Managers are so overwhelmed with demands that having regular feedback conversations with employees can be hard to fit in. Roly Walter from performance management software company Appraisd looks at how organisations can provide more support to managers.
The life of a line manager is a busy one. Sandwiched between the demands of senior leaders and their direct reports, they are under pressure.
The extent of this is shown by figures from a recent Chartered Management Institute survey, which reveal on average they work the equivalent in overtime of 44 extra days per year. With so much on their plates, something must give. Very often, it’s their people management responsibilities that slip.
Finding a solution to this lack of time, plus raising the importance within the organisation placed on people management are the first steps needed to encourage more feedback conversations.
According to the latest figures from the CIPD, less than half of line managers received dedicated training when they took on people management responsibilities. Organisations need to offer more support in this area and recognise providing effective feedback is a specific skill that requires training, time and dedication to get right.
To counter the lack of time that managers have available, organisations need to build a framework for feedback that is clear, simple and easy to follow. Using an online system will eliminate time-consuming paperwork and ensure a consistent approach across the business.

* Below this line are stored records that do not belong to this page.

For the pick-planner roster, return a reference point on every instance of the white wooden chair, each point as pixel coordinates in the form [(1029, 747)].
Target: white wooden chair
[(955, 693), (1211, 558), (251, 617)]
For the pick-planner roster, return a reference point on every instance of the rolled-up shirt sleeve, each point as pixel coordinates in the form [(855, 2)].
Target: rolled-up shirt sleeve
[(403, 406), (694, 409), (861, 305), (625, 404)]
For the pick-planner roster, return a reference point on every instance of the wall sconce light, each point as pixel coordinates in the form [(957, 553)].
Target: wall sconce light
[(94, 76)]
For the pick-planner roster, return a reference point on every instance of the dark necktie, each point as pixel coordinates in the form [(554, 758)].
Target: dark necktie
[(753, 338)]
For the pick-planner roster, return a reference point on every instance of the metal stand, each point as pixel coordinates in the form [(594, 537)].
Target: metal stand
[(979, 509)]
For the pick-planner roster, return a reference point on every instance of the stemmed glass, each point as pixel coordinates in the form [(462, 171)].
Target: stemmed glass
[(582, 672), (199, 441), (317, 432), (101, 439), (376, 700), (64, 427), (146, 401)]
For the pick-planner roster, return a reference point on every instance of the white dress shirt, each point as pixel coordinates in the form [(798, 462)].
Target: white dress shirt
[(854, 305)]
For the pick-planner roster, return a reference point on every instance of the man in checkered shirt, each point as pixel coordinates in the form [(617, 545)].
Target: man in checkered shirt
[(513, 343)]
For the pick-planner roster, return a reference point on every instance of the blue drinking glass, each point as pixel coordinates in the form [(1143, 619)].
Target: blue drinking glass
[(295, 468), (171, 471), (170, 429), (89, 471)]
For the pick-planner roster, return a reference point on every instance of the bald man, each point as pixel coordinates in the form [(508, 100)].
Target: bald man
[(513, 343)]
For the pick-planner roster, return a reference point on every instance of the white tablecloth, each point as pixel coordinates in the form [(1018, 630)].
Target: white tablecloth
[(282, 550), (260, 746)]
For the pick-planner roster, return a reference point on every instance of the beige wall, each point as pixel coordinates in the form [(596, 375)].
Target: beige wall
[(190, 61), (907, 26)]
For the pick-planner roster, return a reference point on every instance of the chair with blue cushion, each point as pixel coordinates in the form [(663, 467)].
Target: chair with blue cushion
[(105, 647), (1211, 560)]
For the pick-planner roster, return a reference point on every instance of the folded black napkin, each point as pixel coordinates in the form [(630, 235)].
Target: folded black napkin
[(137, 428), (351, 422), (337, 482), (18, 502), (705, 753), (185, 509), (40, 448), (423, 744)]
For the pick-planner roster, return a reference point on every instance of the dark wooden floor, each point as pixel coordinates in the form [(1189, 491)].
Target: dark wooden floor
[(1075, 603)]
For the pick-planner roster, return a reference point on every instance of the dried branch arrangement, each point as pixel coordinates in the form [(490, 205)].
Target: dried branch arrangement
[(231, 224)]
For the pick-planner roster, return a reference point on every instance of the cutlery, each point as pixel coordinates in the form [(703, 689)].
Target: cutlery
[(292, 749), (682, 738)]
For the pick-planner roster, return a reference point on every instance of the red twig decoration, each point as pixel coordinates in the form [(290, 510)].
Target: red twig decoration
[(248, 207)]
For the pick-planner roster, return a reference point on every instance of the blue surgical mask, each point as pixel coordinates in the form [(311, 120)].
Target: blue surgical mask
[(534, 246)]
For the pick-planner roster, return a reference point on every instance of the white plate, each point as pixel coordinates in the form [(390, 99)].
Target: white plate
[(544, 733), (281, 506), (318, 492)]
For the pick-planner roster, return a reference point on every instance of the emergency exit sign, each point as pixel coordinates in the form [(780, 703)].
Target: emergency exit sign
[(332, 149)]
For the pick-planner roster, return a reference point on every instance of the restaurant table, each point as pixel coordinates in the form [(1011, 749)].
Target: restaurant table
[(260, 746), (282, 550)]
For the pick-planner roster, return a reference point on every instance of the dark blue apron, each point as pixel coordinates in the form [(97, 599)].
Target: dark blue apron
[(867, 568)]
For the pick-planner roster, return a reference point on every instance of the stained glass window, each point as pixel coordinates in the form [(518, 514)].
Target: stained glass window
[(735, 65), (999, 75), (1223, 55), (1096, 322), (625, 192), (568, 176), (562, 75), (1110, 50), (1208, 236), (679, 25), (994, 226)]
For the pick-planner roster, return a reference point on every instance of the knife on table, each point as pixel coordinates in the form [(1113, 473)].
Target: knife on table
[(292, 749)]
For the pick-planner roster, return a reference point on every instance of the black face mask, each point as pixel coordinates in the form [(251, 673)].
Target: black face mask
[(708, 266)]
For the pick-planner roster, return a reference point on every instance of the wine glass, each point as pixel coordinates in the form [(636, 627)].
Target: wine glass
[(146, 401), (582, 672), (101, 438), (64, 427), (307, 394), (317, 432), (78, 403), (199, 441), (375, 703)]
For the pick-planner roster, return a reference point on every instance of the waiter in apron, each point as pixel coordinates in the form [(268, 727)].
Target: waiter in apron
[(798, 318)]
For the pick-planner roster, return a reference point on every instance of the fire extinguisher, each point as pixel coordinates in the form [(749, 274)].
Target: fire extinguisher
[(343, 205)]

In this system, guidelines and tips can be provided for managers, helping them to get the conversation started and become more comfortable in this aspect of their role. For those who find face-to-face conversations difficult to begin, these can be a huge help. It also reinforces the fact that feedback is an expected part of their role.
As well as a system, providing dedicating training for managers at all levels will reinforce a consistent approach. Shining a spotlight on this area, will demonstrate feedback is important and that everyone is expected to take part. It’s that expectation that is key.
If feedback is not seen as crucial, it will get pushed down the agenda under the pressure of all the other duties managers have to complete. It needs to become a routine expectation that is an integral part of the working day.
It is not just employees who want and benefit from feedback. Leaders are no different. They also need honest, timely and regular feedback to ensure they are delivering what they need.
Building a feedback culture
“This means there is a big shift away from formal, lengthy and typically anonymous feedback surveys,” says Linda Smith, former HRD and a business consultant with Merranti Consulting. “Firms of all sizes are moving towards regular catch-ups with an emphasis on creating an open and honest culture.”
Smith states the following elements are needed to build a successful feedback culture:
Trust – employees need to feel able to see feedback as a positive development tool and not criticism.
Honesty – the feedback needs to be fair and relevant. All sides should feel able to be candid without fear of retribution.
Objectivity – feedback should come from all relevant stakeholders, not just direct managers to get a full and unbiased picture.
“Recognising and praising those who are giving effective feedback is very important,” says Smith. “Use them as role models for the rest of the business to follow and demonstrate to all that they are playing a vital role in helping their colleagues to develop and progress.”
Rachel Broome, founder of learning and development agency Talentstorm, believes managers will engage in the process if they can see the benefits for themselves.
She says: “Managers who give regular and effective feedback are able to build high-performance teams. Employees want to work for someone who shows they value their team and are invested in helping them to improve. A manager that not only gives feedback, but actively asks for it too will gain the trust and respect of their employees.”
Broome has four things for managers to remember when giving feedback:
Be purposeful – feedback is all about giving someone useful information at a time that they can do something with it. If feedback is given without context, it may feel like criticism.
Be specific – identifying and acknowledging exactly the issue will ensure the employee knows what the feedback relates to.
Be timely – we’ve shifted to an ‘instant’ culture, so it seems crazy to think we would wait days or weeks to pass on useful developmental information. With feedback, timing is everything, and the closer to the event in question the more useful it is.
Be regular – the trick is to get into the habit of giving feedback ‘little and often’, rather than saving it up when that may be too late to be useful.
Feedback conversations will start to flow when the right system, training and focus is put on them. Businesses must demonstrate clearly to all concerned, not just managers, that feedback is important and encourage everyone to get involved.
Personal development is now one of the main elements employees are looking for in a role. Failure to get the feedback process right could make it harder not only keep employees but also to attract the best new talent.